Friday, September 30, 2011

2011 Ig Nobel Prizes Awarded at Harvard -- From Structured Procrastination to Why You Should Use the Bathroom to the Wasabi Alarm

The Ig Nobel Prizes have been awarded annually at Harvard for 21 years. They are given out shortly before the Nobel prizes are awarded in Stockholm, Sweden. They are given out by actual Nobel prize winners.

The research that the Ig Nobels recognize makes you laugh and think and then laugh again.

This year's awards were announced at ceremonies last night in Cambridge and they made me laugh out loud so I think that you will enjoy them too.

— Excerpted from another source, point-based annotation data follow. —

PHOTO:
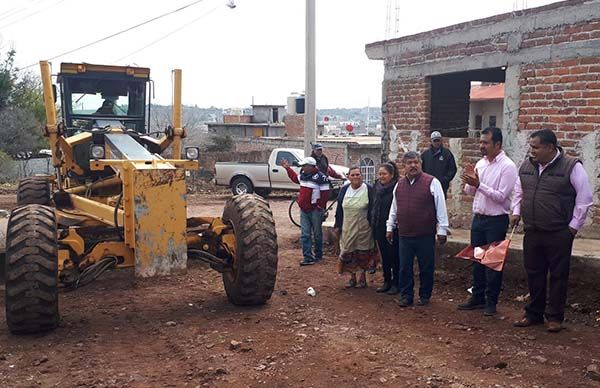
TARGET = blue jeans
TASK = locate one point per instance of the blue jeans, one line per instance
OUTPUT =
(310, 225)
(486, 282)
(424, 248)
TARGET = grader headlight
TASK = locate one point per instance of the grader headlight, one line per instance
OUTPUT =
(192, 153)
(97, 151)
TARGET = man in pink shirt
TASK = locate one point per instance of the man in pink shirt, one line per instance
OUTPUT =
(553, 196)
(491, 182)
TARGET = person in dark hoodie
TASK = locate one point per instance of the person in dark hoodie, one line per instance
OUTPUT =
(312, 199)
(323, 162)
(439, 162)
(384, 194)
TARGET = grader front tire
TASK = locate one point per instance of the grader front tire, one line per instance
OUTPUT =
(33, 190)
(31, 293)
(252, 279)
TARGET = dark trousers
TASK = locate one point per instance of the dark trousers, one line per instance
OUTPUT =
(389, 258)
(543, 253)
(424, 249)
(486, 282)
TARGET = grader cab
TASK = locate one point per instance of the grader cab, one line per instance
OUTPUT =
(116, 200)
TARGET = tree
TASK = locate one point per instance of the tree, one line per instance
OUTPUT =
(22, 111)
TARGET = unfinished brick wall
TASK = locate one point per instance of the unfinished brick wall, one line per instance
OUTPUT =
(561, 34)
(234, 119)
(450, 105)
(294, 126)
(562, 96)
(408, 103)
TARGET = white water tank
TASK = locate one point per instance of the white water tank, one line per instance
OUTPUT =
(291, 108)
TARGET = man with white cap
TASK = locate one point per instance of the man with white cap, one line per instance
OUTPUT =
(312, 199)
(439, 162)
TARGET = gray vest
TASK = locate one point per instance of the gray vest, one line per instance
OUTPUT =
(548, 199)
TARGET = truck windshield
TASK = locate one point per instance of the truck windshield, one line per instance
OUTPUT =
(291, 158)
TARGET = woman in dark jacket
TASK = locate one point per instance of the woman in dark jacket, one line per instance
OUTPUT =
(358, 252)
(382, 201)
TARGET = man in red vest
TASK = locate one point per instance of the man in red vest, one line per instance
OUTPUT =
(419, 212)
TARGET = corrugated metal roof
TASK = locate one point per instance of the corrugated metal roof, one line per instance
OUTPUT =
(487, 92)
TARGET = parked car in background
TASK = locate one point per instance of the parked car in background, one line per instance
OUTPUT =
(262, 178)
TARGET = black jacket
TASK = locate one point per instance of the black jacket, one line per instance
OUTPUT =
(441, 165)
(382, 203)
(339, 212)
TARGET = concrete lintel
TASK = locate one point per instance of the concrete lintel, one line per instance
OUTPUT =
(522, 24)
(560, 51)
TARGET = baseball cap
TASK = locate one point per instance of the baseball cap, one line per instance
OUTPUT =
(308, 161)
(436, 135)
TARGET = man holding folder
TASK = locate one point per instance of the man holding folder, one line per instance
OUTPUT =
(491, 183)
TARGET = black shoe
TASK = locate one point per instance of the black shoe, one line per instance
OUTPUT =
(471, 304)
(489, 311)
(405, 302)
(384, 288)
(393, 290)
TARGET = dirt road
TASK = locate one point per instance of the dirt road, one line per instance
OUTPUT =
(180, 331)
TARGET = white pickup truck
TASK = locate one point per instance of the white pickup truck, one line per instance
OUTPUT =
(261, 178)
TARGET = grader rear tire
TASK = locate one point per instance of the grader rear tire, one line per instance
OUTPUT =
(252, 279)
(33, 190)
(31, 291)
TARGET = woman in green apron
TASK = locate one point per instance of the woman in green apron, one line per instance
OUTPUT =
(358, 252)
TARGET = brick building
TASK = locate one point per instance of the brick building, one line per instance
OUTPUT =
(549, 61)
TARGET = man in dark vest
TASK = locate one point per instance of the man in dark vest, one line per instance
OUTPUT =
(419, 212)
(553, 196)
(439, 161)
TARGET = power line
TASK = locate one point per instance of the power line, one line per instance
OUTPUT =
(31, 14)
(118, 33)
(167, 35)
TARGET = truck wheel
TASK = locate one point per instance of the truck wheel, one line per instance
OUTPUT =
(31, 291)
(254, 268)
(33, 190)
(263, 192)
(241, 185)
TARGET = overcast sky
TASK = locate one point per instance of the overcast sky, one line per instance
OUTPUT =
(229, 56)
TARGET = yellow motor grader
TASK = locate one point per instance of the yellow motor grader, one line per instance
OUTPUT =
(117, 200)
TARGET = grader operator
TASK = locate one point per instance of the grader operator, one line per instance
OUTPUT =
(117, 200)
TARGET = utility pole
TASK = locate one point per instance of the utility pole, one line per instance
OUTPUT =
(310, 109)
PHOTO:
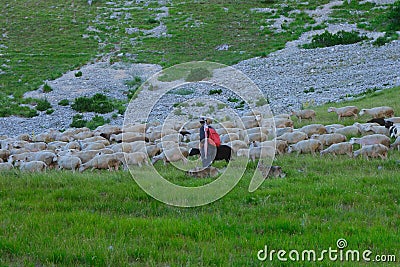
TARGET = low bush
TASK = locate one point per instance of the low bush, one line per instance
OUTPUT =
(47, 88)
(198, 74)
(214, 92)
(98, 103)
(64, 102)
(261, 102)
(78, 121)
(133, 86)
(96, 121)
(327, 39)
(181, 91)
(42, 104)
(393, 17)
(388, 37)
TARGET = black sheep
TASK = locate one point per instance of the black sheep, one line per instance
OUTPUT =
(224, 152)
(380, 121)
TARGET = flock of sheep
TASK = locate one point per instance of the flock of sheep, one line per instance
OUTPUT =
(252, 136)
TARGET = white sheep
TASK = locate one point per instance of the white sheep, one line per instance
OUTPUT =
(260, 137)
(152, 150)
(306, 146)
(249, 121)
(348, 111)
(68, 163)
(31, 166)
(348, 130)
(102, 161)
(307, 114)
(395, 120)
(4, 154)
(136, 158)
(293, 137)
(73, 145)
(93, 146)
(313, 129)
(35, 147)
(135, 128)
(371, 140)
(228, 138)
(243, 152)
(17, 157)
(373, 151)
(396, 144)
(86, 156)
(329, 139)
(236, 145)
(281, 122)
(344, 148)
(127, 137)
(83, 135)
(6, 166)
(99, 139)
(281, 131)
(261, 152)
(378, 112)
(44, 156)
(331, 128)
(172, 155)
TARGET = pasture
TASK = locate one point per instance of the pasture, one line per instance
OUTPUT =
(104, 218)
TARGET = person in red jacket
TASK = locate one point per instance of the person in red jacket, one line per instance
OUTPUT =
(207, 150)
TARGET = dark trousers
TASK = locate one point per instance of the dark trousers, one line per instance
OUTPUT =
(211, 152)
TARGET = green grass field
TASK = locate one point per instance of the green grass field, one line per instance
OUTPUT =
(102, 218)
(41, 40)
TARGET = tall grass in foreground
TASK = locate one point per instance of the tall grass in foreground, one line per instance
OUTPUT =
(102, 218)
(106, 219)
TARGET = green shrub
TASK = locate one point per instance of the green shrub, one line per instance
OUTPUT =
(181, 92)
(214, 92)
(43, 104)
(98, 103)
(96, 121)
(64, 102)
(78, 121)
(133, 86)
(388, 37)
(221, 105)
(240, 105)
(261, 102)
(393, 16)
(198, 74)
(327, 39)
(152, 21)
(233, 99)
(199, 104)
(47, 88)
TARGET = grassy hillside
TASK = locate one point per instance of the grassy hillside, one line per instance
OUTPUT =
(103, 218)
(41, 40)
(369, 99)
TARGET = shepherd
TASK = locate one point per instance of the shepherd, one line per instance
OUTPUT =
(209, 141)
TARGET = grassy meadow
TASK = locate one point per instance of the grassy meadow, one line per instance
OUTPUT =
(41, 40)
(105, 219)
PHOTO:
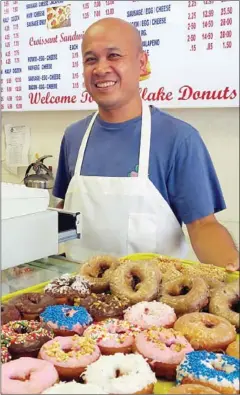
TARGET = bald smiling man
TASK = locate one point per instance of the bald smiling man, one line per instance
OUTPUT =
(135, 173)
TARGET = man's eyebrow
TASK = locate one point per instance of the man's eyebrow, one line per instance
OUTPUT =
(109, 49)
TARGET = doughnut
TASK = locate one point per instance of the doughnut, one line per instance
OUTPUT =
(136, 281)
(73, 387)
(102, 306)
(98, 271)
(148, 314)
(27, 376)
(163, 348)
(234, 349)
(185, 295)
(5, 355)
(112, 335)
(31, 305)
(67, 286)
(70, 355)
(122, 374)
(9, 313)
(191, 389)
(26, 337)
(206, 331)
(66, 320)
(217, 371)
(225, 302)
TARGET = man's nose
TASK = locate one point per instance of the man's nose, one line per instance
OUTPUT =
(102, 67)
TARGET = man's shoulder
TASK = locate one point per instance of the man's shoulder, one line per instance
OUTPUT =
(77, 128)
(167, 125)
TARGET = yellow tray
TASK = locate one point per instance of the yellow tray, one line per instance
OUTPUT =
(162, 386)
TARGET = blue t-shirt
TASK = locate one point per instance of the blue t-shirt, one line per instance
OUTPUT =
(180, 166)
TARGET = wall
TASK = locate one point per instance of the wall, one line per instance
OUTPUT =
(218, 127)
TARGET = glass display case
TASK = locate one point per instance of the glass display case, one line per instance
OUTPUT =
(34, 273)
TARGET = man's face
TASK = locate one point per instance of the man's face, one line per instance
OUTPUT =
(112, 66)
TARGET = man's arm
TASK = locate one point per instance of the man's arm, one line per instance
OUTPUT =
(213, 244)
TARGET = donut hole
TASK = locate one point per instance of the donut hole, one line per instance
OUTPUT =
(118, 373)
(235, 306)
(102, 270)
(23, 378)
(209, 324)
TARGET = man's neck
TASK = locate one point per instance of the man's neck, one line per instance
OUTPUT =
(125, 113)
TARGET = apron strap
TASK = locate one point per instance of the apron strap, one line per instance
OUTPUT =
(145, 142)
(83, 145)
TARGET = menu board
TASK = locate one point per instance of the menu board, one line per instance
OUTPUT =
(193, 50)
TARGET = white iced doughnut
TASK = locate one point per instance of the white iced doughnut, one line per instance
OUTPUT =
(148, 314)
(122, 373)
(73, 387)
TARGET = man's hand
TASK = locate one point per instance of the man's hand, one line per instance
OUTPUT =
(213, 244)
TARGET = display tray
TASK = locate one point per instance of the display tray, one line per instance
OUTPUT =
(162, 386)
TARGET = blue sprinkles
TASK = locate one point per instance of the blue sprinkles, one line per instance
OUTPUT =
(58, 314)
(193, 365)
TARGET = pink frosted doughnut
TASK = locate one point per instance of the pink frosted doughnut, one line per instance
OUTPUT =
(39, 376)
(113, 335)
(70, 354)
(164, 349)
(148, 314)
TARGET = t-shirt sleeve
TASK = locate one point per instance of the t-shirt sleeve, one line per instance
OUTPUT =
(193, 185)
(63, 176)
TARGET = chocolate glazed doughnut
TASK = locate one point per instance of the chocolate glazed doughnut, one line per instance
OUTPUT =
(185, 295)
(98, 271)
(136, 281)
(9, 313)
(31, 304)
(225, 302)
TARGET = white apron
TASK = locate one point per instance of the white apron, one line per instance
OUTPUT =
(122, 215)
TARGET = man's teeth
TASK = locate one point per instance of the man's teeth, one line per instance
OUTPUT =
(105, 84)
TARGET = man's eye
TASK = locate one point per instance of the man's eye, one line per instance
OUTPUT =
(114, 55)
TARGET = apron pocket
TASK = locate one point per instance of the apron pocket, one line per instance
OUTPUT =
(142, 233)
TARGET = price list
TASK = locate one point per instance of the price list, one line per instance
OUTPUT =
(11, 55)
(210, 25)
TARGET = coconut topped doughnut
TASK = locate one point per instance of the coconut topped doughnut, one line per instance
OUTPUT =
(122, 374)
(68, 285)
(148, 314)
(73, 387)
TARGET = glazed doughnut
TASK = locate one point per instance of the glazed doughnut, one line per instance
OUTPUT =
(206, 331)
(73, 387)
(217, 371)
(225, 302)
(27, 376)
(66, 320)
(163, 348)
(102, 306)
(64, 288)
(192, 389)
(148, 314)
(122, 374)
(31, 305)
(185, 295)
(233, 350)
(9, 313)
(26, 337)
(98, 271)
(136, 281)
(112, 336)
(70, 355)
(5, 355)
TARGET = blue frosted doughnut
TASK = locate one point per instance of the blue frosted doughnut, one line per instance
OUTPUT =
(66, 318)
(218, 371)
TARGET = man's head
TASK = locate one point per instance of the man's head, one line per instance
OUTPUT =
(113, 61)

There are several with a transportation theme and one on mathematics.

Some of my favorites: the Ig Nobel for structured procrastination; for the wasabi (the horseradish that you eat with your sushi) alarm to wake up solid sleepers; for teaching humankind to be careful when making mathematical assumptions and calculations; for conducting a series of safety experiments in which a person drives an automobile on a major highway while a visor repeatedly flaps down over his face, momentarily blinding him; for research on discus throwers getting dizzy, and perhaps the funniest: for research and separate papers demonstrating that people make better decisions about some kinds of things, but worse decisions about other kinds of things, when they have to go to the bathroom.

The Chronicle of Higher Education has a full list of recipients along with links to their scientific articles. The procrastination essay first appeared in The Chronicle in 1996 and, as appropriate, it took a decade and a half to be recognized.